Ein fester Platz für jedes Werkzeug ist in der Hobby-Werkstatt von großer Bedeutung. So ist weniger Zeit für das Suchen und spätere Aufräumen notwendig. Außerdem entstehen weniger Unfälle, wenn die Werkbank freigehalten werden kann und jedes Werkzeug nach der Nutzung wieder zurück an seinen angestammten Platz wandert. Doch wie lagert man die Werkzeuge überhaupt richtig?

Wo wird Werkzeug am besten gelagert?

Kleinteile und kleinere Handwerkzeuge wie ein Ringschlüssel oder Schraubendreher können in vorgefertigten Sortierkästen Platz finden. Oft können dort auch Trennwände manuell eingesteckt werden, um eine sinnvolle Einteilung für die individuellen Werkzeuge zu schaffen. Für Schrauben und anderes Zubehör gibt es kleine Einlagen.

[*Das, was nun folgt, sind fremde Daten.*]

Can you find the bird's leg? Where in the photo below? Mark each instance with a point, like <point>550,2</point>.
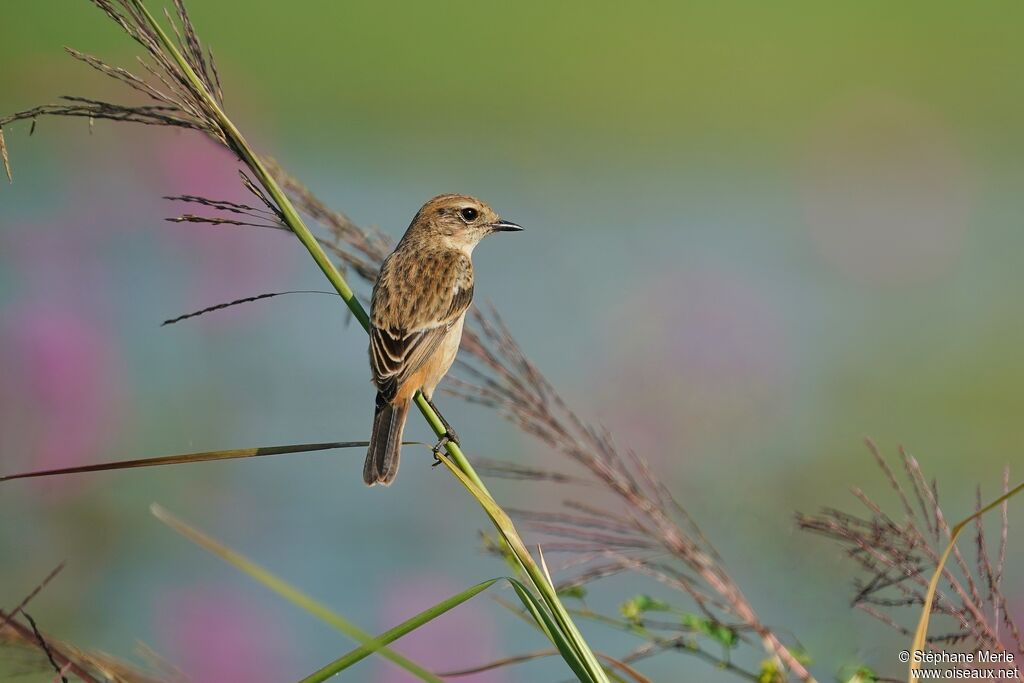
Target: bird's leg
<point>450,434</point>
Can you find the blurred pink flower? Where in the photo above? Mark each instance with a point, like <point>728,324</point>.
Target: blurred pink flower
<point>461,638</point>
<point>61,394</point>
<point>216,634</point>
<point>709,364</point>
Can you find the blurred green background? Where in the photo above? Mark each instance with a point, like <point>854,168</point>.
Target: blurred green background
<point>757,232</point>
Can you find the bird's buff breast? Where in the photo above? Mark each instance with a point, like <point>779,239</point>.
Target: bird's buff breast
<point>433,370</point>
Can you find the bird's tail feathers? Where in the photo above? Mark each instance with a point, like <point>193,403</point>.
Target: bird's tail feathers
<point>385,441</point>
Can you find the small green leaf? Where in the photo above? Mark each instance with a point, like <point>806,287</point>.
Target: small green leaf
<point>856,674</point>
<point>578,592</point>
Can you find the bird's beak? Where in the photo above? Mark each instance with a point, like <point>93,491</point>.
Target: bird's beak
<point>505,226</point>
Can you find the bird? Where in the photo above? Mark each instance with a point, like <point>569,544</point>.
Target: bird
<point>417,311</point>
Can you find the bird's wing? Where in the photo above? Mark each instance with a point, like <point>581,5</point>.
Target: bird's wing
<point>396,353</point>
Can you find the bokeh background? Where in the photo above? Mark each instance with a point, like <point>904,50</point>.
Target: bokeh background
<point>756,235</point>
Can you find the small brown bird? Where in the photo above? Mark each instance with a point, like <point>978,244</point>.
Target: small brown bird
<point>417,312</point>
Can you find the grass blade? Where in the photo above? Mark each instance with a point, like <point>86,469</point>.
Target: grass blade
<point>921,635</point>
<point>558,621</point>
<point>289,592</point>
<point>397,632</point>
<point>203,457</point>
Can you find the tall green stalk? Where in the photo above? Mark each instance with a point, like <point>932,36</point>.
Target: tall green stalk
<point>591,669</point>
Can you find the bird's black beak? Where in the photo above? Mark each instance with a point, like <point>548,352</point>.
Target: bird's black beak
<point>505,226</point>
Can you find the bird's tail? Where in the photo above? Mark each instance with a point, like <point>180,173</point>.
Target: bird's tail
<point>385,441</point>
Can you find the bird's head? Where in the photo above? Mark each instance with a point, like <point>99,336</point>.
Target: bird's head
<point>459,220</point>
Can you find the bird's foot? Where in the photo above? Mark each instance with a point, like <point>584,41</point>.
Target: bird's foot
<point>449,437</point>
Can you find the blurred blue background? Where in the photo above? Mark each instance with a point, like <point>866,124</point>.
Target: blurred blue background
<point>756,235</point>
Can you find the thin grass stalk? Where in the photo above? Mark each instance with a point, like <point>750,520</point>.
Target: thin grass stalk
<point>921,634</point>
<point>291,217</point>
<point>289,592</point>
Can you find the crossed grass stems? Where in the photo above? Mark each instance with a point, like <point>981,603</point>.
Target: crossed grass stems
<point>640,528</point>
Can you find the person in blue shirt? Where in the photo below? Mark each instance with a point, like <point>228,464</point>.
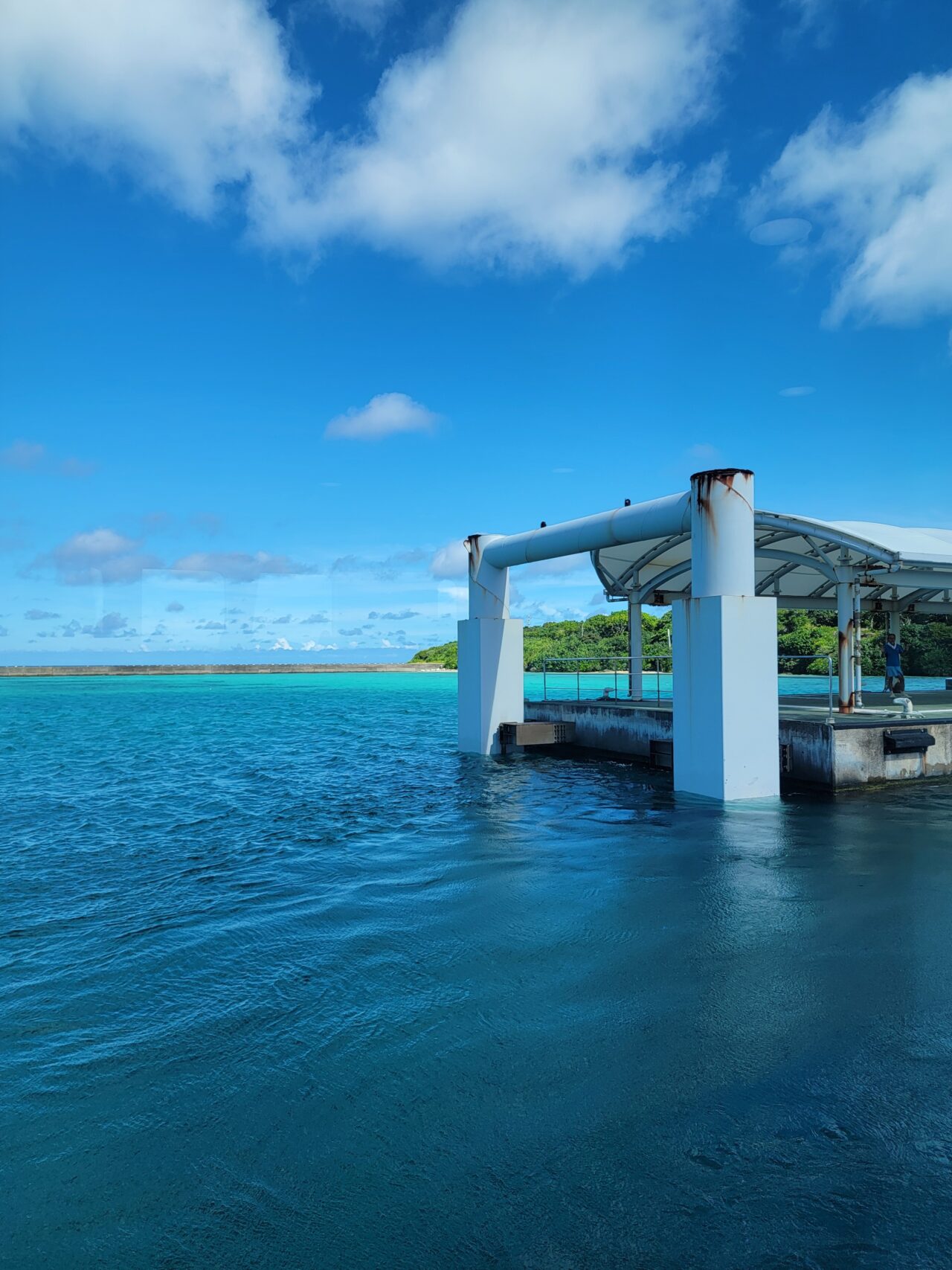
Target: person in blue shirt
<point>895,680</point>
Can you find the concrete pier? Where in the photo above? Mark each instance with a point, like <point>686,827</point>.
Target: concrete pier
<point>846,754</point>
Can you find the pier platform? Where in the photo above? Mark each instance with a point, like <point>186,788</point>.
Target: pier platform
<point>835,752</point>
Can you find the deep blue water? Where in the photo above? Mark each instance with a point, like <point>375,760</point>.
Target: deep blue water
<point>287,982</point>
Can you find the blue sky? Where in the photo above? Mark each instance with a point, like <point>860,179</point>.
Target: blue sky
<point>296,296</point>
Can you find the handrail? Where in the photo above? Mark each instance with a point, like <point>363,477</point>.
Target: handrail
<point>596,657</point>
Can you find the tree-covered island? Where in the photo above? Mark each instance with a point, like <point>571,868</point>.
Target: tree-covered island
<point>927,641</point>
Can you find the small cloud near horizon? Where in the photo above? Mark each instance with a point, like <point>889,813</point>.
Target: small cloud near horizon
<point>384,416</point>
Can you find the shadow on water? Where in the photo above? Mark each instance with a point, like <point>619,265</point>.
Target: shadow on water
<point>286,981</point>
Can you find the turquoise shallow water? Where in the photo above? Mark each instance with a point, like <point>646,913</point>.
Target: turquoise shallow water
<point>287,982</point>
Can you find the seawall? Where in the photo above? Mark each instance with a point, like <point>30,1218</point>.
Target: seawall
<point>315,668</point>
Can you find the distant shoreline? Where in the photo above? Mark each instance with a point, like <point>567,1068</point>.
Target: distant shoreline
<point>30,672</point>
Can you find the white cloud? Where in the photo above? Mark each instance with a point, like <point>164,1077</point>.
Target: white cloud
<point>882,190</point>
<point>109,626</point>
<point>382,417</point>
<point>188,97</point>
<point>451,562</point>
<point>538,131</point>
<point>239,565</point>
<point>98,557</point>
<point>22,455</point>
<point>368,14</point>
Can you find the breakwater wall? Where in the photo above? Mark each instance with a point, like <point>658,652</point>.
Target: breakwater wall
<point>314,668</point>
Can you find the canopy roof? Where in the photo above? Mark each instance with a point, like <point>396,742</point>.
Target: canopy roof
<point>796,560</point>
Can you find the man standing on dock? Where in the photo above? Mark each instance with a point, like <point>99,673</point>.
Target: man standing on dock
<point>895,680</point>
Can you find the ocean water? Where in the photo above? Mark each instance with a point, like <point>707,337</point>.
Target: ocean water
<point>287,982</point>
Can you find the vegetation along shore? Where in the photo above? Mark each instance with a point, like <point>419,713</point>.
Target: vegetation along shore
<point>927,641</point>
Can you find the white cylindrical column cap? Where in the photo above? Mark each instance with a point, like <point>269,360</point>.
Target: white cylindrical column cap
<point>722,533</point>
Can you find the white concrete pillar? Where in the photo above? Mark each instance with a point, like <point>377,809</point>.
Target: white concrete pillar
<point>725,652</point>
<point>635,686</point>
<point>857,648</point>
<point>844,630</point>
<point>490,658</point>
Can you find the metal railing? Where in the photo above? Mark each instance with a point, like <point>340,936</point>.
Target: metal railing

Größere Werkzeuge passen gut in einen Werkzeugschrank. Hier kann nach Art der Werkzeuge sortiert werden, besser aber nach Arbeitsbereich. Mit einem Schrank über der Werkbank sind die Werkzeuge gut strukturiert und immer schnell zur Hand. Noch besser gestalten sich flexible Lochwände mit Haken und anderen Halterungen, die besonders leicht zu erweitern sind. Praktisch ist es, wenn Werkzeugschränke bereits in Werkbänke eingebunden sind, wie es bei den Werkbänken von KAISER+KRAFT der Fall ist.

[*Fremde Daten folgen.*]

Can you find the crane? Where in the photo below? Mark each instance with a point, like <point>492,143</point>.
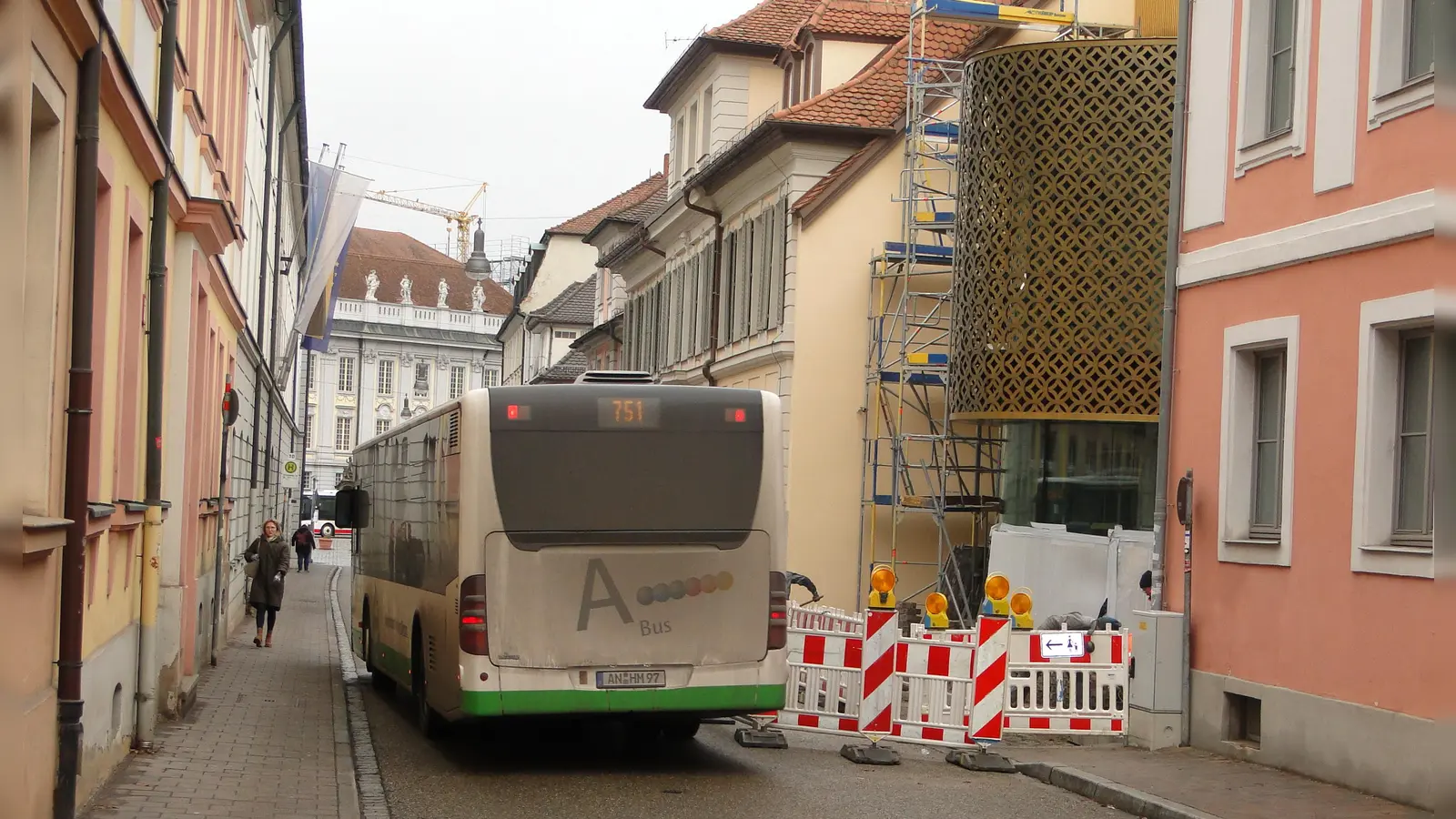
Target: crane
<point>459,217</point>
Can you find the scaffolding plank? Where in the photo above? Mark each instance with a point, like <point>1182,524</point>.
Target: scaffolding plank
<point>928,379</point>
<point>997,15</point>
<point>924,254</point>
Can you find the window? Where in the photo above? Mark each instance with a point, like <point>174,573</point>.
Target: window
<point>708,123</point>
<point>1257,442</point>
<point>344,433</point>
<point>346,373</point>
<point>693,121</point>
<point>681,147</point>
<point>1281,67</point>
<point>1394,496</point>
<point>1269,442</point>
<point>1420,40</point>
<point>1402,58</point>
<point>1414,511</point>
<point>1274,94</point>
<point>386,376</point>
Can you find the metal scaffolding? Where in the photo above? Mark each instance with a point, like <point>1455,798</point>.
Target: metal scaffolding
<point>921,460</point>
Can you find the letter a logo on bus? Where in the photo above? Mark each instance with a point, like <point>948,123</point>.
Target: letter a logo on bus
<point>594,569</point>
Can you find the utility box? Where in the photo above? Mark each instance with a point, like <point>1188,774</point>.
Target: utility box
<point>1155,690</point>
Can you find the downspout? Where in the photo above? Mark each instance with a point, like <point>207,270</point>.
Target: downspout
<point>303,458</point>
<point>262,254</point>
<point>157,372</point>
<point>718,270</point>
<point>1165,387</point>
<point>77,436</point>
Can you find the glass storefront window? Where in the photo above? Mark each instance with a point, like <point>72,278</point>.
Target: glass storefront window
<point>1087,475</point>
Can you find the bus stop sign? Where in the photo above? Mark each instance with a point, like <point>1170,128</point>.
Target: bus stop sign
<point>229,405</point>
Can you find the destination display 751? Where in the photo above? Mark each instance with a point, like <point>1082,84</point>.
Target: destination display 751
<point>628,411</point>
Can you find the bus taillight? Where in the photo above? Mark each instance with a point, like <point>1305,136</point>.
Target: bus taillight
<point>473,639</point>
<point>778,610</point>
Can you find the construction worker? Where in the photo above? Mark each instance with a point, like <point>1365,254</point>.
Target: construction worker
<point>795,579</point>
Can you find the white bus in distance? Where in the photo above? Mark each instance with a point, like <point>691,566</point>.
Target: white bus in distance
<point>575,550</point>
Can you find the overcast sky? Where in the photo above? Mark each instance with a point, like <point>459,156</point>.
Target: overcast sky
<point>542,101</point>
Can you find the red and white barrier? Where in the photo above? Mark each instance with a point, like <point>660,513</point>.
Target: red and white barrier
<point>950,688</point>
<point>877,709</point>
<point>1067,682</point>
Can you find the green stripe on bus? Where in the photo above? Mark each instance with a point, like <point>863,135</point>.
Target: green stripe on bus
<point>701,698</point>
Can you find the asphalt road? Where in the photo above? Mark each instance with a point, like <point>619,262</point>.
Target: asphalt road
<point>538,770</point>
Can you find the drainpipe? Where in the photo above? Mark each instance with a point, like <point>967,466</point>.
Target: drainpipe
<point>157,372</point>
<point>273,321</point>
<point>77,438</point>
<point>1165,388</point>
<point>718,270</point>
<point>262,256</point>
<point>303,458</point>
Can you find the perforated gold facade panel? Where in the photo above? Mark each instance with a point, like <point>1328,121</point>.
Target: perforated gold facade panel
<point>1062,230</point>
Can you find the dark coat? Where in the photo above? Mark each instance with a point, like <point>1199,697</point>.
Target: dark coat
<point>273,564</point>
<point>303,541</point>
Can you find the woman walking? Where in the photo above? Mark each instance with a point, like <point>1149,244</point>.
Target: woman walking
<point>271,554</point>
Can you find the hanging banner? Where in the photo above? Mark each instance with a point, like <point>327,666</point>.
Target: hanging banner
<point>334,205</point>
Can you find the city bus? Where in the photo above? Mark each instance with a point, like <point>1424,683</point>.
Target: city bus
<point>612,550</point>
<point>318,515</point>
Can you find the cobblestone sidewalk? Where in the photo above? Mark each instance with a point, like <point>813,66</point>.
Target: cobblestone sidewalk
<point>267,736</point>
<point>1186,784</point>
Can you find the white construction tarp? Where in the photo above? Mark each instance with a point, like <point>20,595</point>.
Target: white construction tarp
<point>334,205</point>
<point>1074,573</point>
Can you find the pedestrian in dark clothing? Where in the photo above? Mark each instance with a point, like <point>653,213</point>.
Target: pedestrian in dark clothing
<point>795,579</point>
<point>303,547</point>
<point>271,554</point>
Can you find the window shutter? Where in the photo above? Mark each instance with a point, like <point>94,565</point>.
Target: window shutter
<point>730,266</point>
<point>778,264</point>
<point>743,281</point>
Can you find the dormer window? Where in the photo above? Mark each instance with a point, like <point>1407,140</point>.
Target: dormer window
<point>810,75</point>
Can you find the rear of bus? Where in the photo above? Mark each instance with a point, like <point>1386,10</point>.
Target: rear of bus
<point>632,554</point>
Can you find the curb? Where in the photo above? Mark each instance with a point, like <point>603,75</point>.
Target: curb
<point>1110,793</point>
<point>370,785</point>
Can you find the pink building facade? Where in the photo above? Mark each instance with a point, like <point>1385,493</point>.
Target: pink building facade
<point>1303,387</point>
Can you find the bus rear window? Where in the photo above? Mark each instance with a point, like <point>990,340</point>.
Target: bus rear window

Ein Werkzeugkoffer eignet sich gut, um verschiedene Werkzeuge zu lagern. Sie können sowohl fest an einem Platz stehen als auch mobil umhergetragen werden. Das Gleiche gilt für fahrbare Werkstattwagen. Mit diesen sind die Werkzeuge immer griffbereit und können manuell an den Einsatzort gebracht werden.

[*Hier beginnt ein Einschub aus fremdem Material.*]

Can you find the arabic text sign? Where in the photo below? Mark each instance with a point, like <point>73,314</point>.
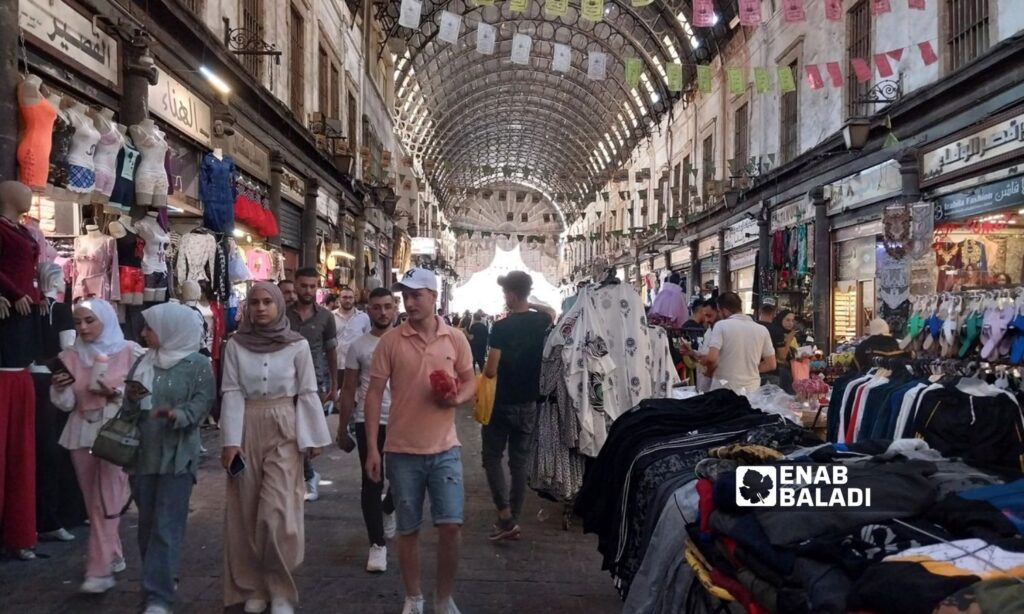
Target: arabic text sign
<point>71,35</point>
<point>998,139</point>
<point>175,103</point>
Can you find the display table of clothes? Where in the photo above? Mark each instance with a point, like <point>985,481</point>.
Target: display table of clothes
<point>660,496</point>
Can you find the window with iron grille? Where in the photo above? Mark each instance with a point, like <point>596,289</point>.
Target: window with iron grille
<point>858,33</point>
<point>740,144</point>
<point>788,137</point>
<point>967,31</point>
<point>298,31</point>
<point>252,22</point>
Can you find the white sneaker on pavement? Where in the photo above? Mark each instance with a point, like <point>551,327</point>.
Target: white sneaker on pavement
<point>97,585</point>
<point>312,488</point>
<point>414,605</point>
<point>378,559</point>
<point>281,606</point>
<point>445,607</point>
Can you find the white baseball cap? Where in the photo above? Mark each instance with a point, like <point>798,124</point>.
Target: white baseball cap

Werkzeug muss gepflegt werden

Manche Werkzeuge benötigen eine bestimmte Lagerung. So gehört zum Beispiel Elektrowerkzeug nicht an sehr feuchte oder warme Plätze, vor allem nicht, wenn sie einen Akku besitzen – denn der geht durch Wärme schneller kaputt. Scharfe Werkzeuge müssen einzeln gelagert werden, denn durch Reibung können sie stumpf werden.

Jedes Werkzeug sollte regelmäßig geprüft und gereinigt werden. Werkzeuge aus Metall werden im Idealfall von Feuchtigkeit ferngehalten, denn diese begünstigt die Entstehung von Rost. Durch Brüche im Metall können rostige Gegenstände sogar zu Unfällen beim Heimwerken führen. Auch Verschmutzungen und Materialrückstände müssen nach dem Arbeiten entfernt werden.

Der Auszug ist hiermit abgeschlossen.